More generally, the present invention provides a method of managing configuration changes in a data processing system having a plurality of destination units. The method includes the steps of providing a plurality of reference models arranged in a tree starting from a root reference model, and associating each destination unit with a reference model including configuration information specific for the corresponding destination units; the method further includes the steps of determining a target configuration for the destination units associated with a selected reference model according to the configuration information of the reference models in a path from the root reference model to the selected reference model, and causing each destination unit associated with the selected reference model to be updated according to the target configuration.
The devised solution provides a scalable and flexible way of specifying the target configuration of each destination unit. Particularly, the reference models allow the destination units to be arranged into logical, functional groups according to the role that each destination unit plays in the system. Therefore, any profile or organisational change can be automatically reflected on the destination units involved simply modifying the corresponding reference models. In this way, a large system with a great number of destination units can be managed as a small system, by handling all the destination units associated with each reference model as a single entity.
The hierarchical structure of the reference models greatly simplifies the modelling of the destination units, by allowing a step-by-step definition of the target configuration of each destination unit; in fact, the configuration elements common to all the destination units are defined only in the root reference model, and the configuration elements specific for each functional group are defined moving down the tree. In this way, the number of reference models needed to describe the whole system is greatly reduced; moreover, each change to a reference model is automatically reflected into the target configuration of all the destination units associated with its child reference models.
The solution according to the present invention simplifies the deployment of new configurations in the system. As a consequence, the process of managing frequent configuration changes to different groups of destination units is made more reliable.
The preferred embodiment of the invention described above offers further advantages. For example, the algorithm proposed for determining the target configuration from the corresponding reference models along the path from the root reference model to the selected reference model is particular simple and effective. This solution allows any reference model to inherit all the configuration elements of the parent reference models; at the same time, each reference model can override the target status or block the installation/removal of any configuration element defined in the parent reference models.
Alternatively, the target configuration is determined in a different manner, for example without the possibility of overriding and/or blocking the configuration elements defined in the parent reference models.
The dependency information inserted in the reference models prevents definition and enforcement of incorrect configurations. In addition, the verification of the current hardware structure of each destination unit (in order to check whether it meets the hardware pre-requisites of the target configuration) ensures that each destination unit is at a level allowing all the software products to be installed to run correctly.

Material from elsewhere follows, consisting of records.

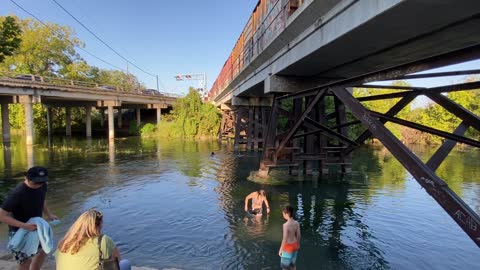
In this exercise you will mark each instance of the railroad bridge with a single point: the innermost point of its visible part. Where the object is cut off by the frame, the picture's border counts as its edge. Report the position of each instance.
(287, 85)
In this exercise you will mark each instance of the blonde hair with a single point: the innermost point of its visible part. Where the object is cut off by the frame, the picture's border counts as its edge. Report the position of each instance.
(86, 226)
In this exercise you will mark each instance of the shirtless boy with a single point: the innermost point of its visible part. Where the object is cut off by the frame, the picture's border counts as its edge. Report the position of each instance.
(291, 240)
(258, 198)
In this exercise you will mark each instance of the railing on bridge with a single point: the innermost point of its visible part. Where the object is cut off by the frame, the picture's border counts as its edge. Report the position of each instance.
(43, 80)
(269, 18)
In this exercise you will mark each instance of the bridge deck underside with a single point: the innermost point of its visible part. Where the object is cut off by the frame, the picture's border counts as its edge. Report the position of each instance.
(308, 130)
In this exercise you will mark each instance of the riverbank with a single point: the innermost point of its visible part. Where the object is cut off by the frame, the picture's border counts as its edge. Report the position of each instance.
(7, 263)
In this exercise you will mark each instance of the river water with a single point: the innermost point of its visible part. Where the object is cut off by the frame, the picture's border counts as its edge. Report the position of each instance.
(169, 203)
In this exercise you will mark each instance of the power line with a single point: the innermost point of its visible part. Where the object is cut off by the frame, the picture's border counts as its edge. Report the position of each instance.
(75, 45)
(98, 38)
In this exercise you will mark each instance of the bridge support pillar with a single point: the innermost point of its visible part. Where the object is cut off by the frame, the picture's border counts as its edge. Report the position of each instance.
(27, 102)
(139, 119)
(49, 122)
(119, 118)
(111, 125)
(68, 121)
(159, 115)
(102, 117)
(5, 123)
(251, 121)
(88, 121)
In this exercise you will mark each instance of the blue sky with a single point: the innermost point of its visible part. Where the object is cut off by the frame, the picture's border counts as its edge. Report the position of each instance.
(162, 37)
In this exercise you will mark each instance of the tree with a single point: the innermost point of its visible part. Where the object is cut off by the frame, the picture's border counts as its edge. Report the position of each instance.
(44, 50)
(192, 118)
(9, 37)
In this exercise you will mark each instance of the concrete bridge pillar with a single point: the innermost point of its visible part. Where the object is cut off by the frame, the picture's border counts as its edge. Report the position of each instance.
(119, 118)
(110, 104)
(27, 103)
(88, 121)
(102, 117)
(138, 111)
(5, 123)
(68, 121)
(159, 115)
(49, 122)
(111, 125)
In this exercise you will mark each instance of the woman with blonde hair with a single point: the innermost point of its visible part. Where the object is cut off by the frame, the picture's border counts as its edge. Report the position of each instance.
(81, 248)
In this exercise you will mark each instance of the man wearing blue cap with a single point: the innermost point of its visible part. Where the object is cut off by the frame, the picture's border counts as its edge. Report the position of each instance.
(25, 201)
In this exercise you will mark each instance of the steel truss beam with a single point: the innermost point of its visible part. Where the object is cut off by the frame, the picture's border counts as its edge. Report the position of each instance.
(423, 128)
(463, 215)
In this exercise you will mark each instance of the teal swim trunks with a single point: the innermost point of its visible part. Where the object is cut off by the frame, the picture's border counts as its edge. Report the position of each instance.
(288, 260)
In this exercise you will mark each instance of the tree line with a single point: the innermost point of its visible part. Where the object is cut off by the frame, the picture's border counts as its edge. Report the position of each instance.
(50, 50)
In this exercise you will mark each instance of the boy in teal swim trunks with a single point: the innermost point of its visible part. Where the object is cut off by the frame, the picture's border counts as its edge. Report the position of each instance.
(291, 240)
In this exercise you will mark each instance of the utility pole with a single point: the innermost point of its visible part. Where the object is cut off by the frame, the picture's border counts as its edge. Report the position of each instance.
(202, 77)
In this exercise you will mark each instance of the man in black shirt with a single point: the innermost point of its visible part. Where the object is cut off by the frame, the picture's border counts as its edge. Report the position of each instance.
(25, 201)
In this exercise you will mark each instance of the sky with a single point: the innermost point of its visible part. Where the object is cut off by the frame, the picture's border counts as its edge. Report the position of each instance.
(165, 38)
(162, 37)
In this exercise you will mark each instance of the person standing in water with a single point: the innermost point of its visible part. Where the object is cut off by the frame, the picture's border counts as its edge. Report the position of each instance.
(258, 198)
(290, 241)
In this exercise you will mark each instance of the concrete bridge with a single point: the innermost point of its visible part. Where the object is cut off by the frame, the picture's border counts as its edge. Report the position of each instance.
(55, 92)
(287, 85)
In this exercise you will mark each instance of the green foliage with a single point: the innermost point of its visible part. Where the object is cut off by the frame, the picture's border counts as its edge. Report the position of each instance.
(49, 50)
(148, 129)
(192, 118)
(133, 128)
(44, 50)
(9, 37)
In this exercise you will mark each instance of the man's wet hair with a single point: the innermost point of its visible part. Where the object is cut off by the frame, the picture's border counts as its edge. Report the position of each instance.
(287, 209)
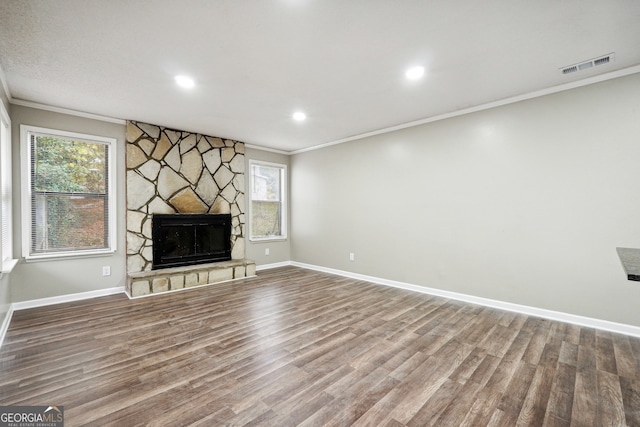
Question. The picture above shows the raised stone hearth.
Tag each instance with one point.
(171, 171)
(171, 279)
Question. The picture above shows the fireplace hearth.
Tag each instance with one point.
(190, 239)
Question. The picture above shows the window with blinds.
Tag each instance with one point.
(69, 193)
(267, 209)
(6, 229)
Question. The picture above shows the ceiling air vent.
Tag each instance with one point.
(602, 60)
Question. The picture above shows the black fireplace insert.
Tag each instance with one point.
(188, 239)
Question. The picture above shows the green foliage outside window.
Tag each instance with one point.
(69, 194)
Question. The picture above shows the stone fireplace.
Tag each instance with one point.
(176, 172)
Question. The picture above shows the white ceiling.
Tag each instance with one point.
(342, 62)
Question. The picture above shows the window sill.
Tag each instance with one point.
(8, 266)
(68, 255)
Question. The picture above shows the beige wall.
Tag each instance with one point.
(5, 281)
(524, 203)
(279, 251)
(41, 279)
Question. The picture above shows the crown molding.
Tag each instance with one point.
(506, 101)
(67, 111)
(5, 86)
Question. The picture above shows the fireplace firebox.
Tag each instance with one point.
(188, 239)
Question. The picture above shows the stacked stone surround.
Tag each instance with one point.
(171, 171)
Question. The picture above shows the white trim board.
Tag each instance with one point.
(23, 305)
(274, 265)
(5, 325)
(604, 325)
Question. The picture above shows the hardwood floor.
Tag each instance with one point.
(297, 347)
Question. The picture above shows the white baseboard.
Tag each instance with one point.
(605, 325)
(5, 325)
(23, 305)
(274, 265)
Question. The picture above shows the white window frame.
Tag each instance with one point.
(7, 262)
(283, 201)
(25, 171)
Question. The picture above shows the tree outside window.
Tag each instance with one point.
(267, 201)
(69, 194)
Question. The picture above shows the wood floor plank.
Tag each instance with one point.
(298, 347)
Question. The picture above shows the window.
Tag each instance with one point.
(267, 210)
(68, 194)
(6, 230)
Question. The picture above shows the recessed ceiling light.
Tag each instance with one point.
(184, 81)
(414, 73)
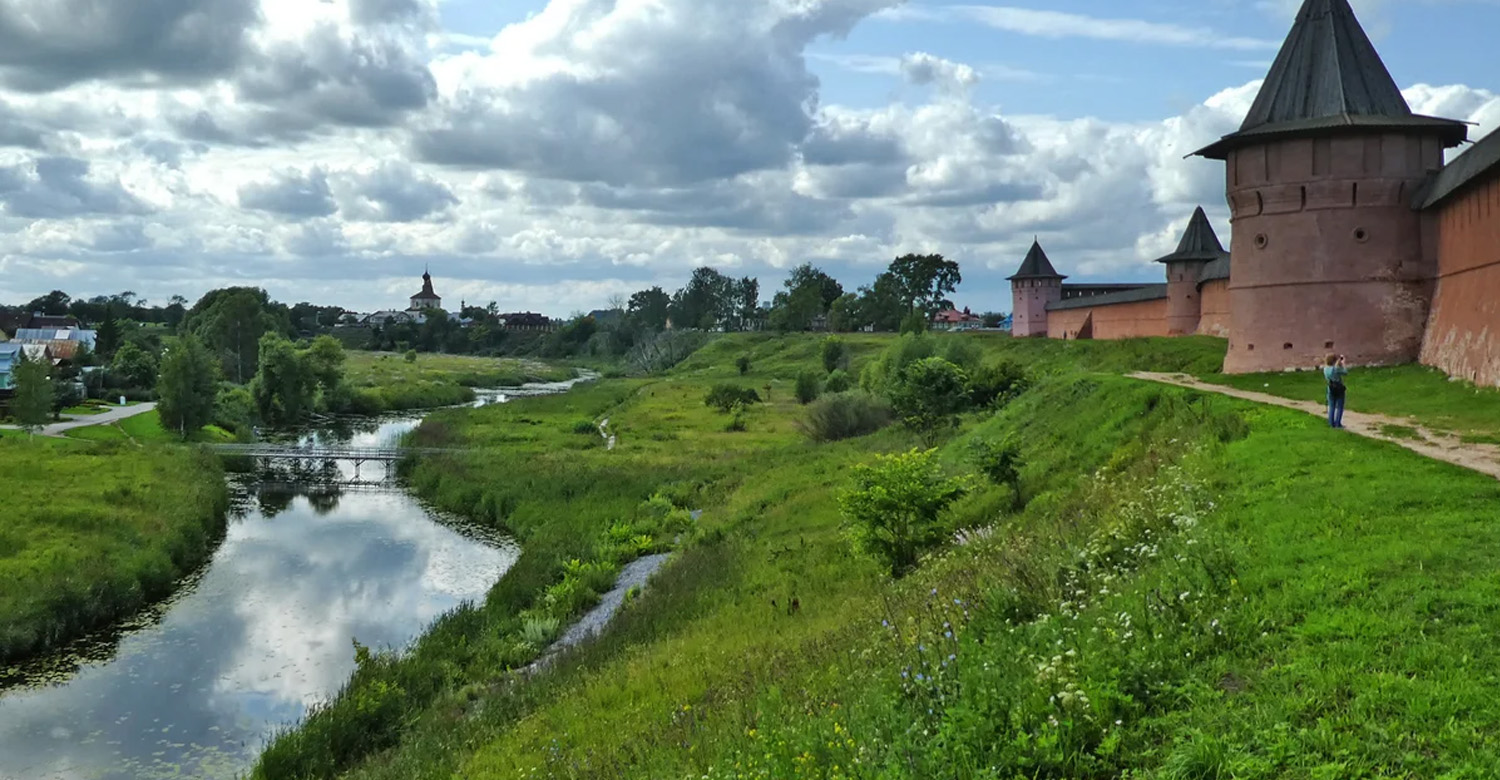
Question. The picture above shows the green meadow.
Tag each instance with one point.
(1185, 587)
(95, 531)
(386, 381)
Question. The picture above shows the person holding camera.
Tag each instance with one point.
(1334, 372)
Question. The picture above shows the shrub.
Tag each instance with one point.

Likewise considerations apply if the dependency information is used in a different manner for determining the target configuration, if the method only verifies compliance of the target configuration with the corresponding dependency information (without modifying the target configuration but simply entering an error condition if the result of the verification is negative), if the dependency information is not defined in the reference models but in a distinct memory structure that is accessed by the configuration module each time a reference model must be enforced, if the package is sent to the client workstations in any case (even if an error condition has been entered), and so on. However, the solution according to the present invention leads itself to be carried out even without the possibility of defining any dependency information for the configuration elements or any hardware feature in the reference models.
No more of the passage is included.